Astronomers at the Institute for Advanced Study and the Flatiron Institute, along with their collaborators, have utilized artificial intelligence to improve the method of calculating the mass of massive clusters of galaxies. The AI revealed that by incorporating a simple term into an existing equation, researchers can now achieve much more accurate mass estimates than before.
The newly enhanced calculations will allow scientists to determine the basic characteristics of the universe with greater precision, according to a report by the astrophysicists, which was published in the Proceedings of the National Academy of Sciences.
“It’s such a simple thing; that’s the beauty of this,” says study co-author Francisco Villaescusa-Navarro, a research scientist at the Flatiron Institute’s Center for Computational Astrophysics (CCA) in New York City. “Even though it’s so simple, nobody before found this term. People have been working on this for decades, and still they were not able to find this.”

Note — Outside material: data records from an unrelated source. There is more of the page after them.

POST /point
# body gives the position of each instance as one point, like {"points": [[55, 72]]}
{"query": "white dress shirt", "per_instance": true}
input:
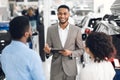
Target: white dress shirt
{"points": [[63, 33]]}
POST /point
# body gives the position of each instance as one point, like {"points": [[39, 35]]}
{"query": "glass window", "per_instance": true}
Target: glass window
{"points": [[19, 0], [32, 0]]}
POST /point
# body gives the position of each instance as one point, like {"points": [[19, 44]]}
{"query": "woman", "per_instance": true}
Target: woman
{"points": [[100, 48]]}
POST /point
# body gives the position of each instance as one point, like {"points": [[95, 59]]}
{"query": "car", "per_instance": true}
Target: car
{"points": [[89, 21]]}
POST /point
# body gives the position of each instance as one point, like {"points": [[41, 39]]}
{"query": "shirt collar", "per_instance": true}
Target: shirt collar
{"points": [[67, 28]]}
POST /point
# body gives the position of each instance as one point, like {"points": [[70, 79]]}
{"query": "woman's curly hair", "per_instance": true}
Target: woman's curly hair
{"points": [[101, 46]]}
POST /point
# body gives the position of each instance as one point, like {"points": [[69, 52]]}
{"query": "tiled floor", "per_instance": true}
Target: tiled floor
{"points": [[46, 66]]}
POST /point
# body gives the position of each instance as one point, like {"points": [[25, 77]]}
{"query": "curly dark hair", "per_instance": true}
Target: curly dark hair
{"points": [[101, 46]]}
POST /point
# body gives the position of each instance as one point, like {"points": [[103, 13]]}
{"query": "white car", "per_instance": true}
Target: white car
{"points": [[88, 22]]}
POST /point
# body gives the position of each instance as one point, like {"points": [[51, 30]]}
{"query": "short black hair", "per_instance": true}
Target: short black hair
{"points": [[101, 46], [63, 6], [18, 26]]}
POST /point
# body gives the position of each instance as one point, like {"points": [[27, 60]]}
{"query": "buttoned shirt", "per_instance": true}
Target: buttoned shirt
{"points": [[63, 33], [21, 63]]}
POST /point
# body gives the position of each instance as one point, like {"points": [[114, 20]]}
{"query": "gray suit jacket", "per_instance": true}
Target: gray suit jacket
{"points": [[73, 43]]}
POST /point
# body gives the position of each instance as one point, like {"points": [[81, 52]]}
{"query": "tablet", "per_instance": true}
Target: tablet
{"points": [[56, 50]]}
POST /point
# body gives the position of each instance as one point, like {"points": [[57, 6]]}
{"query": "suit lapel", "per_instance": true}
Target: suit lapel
{"points": [[68, 37], [57, 36]]}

The work was led by Digvijay Wadekar of the Institute for Advanced Study in Princeton, New Jersey, along with researchers from the CCA, Princeton University, Cornell University, and the Center for Astrophysics | Harvard & Smithsonian.
Understanding the universe requires knowing where and how much stuff there is. Galaxy clusters are the most massive objects in the universe: A single cluster can contain anything from hundreds to thousands of galaxies, along with plasma, hot gas, and dark matter. The cluster’s gravity holds these components together. Understanding such galaxy clusters is crucial to pinning down the origin and continuing evolution of the universe.
Perhaps the most crucial quantity determining the properties of a galaxy cluster is its total mass. But measuring this quantity is difficult — galaxies cannot be ‘weighed’ by placing them on a scale. The problem is further complicated because the dark matter that makes up much of a cluster’s mass is invisible. Instead, scientists deduce the mass of a cluster from other observable quantities.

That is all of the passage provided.